Domestic supply chains have never been more important. Rather than remain tied to international shipping routes during shortages and delays, governments are doing everything in their power to develop local lines of supply. But the question remains: can Japan pull it off?
How Will Japan Pay For It?
Herein lies our first issue. Japan’s debt has rapidly increased over the past few years, and the semiconductor industry will need roughly a trillion yen—US$9bn—in this fiscal year alone. This cost, however, pales in comparison to what Japan could lose if it fails to keep up with Europe and the US. Both nations have launched aggressive funding measures to revive their local semiconductor industries. And if Japan refuses to invest due to its debt, it could slow down progress in fields ranging from artificial intelligence to autonomous driving.
According to Tetsuro Higashi, the former president of Tokyo Electron and Japan’s top government advisor in semiconductor strategy, ‘If we miss this opportunity now, there may not be another one’. Yet one advanced wafer fabrication factory can cost more than US$10bn, and any money poured into the industry will go fast. That’s why Japan, rather than invest trillions and trillions in failing domestic firms, is considering a second option.
What Do They Plan To Do?
Japan now intends to look abroad and convince overseas chip foundries to come to its shores.
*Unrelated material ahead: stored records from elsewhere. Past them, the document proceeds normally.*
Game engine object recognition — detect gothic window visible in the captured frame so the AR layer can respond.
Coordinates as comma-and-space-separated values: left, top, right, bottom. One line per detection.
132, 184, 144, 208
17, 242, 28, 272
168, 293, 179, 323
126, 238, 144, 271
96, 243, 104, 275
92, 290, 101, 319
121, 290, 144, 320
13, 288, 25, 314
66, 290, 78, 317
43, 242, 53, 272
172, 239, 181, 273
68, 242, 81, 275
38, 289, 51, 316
Its past failures mostly centred on trying to merge domestic firms that were already going through tough times. ‘This sort of made-in-Japan self-reliance approach hasn’t worked out well’, said Kazumi Nishikawa, a director at the Ministry of Economy, Trade, and Industry’s IT division. ‘This time the goal is to offer a strong incentive for an overseas logic foundry to come to Japan’.
As follows, Japan will now reach out to industry partners and leaders in other countries, including the industry heavyweight Taiwan Semiconductor Manufacturing Co. (TSMC), to build Japanese bases. According to the South China Morning Post, the heart of Japan’s mission is a US$337.2mn research and development project in Tsukuba that will involve TSMC and more than 20 Japanese firms. ‘I think we need to cooperate with our overseas counterparts’, said Akira Amari, a senior member of the ruling Liberal Democratic Party. ‘[And] TSMC is the world’s top logic chipmaker’.
Indeed, if that’s Japan’s strategy, the future looks bright. TSMC recently set up a venture near Tokyo to research energy-efficient 3D chips with several Japanese partners. And in the future, the multinational chipmaker may consider expanding its Japanese operations—that is, if government incentives pave the path forward.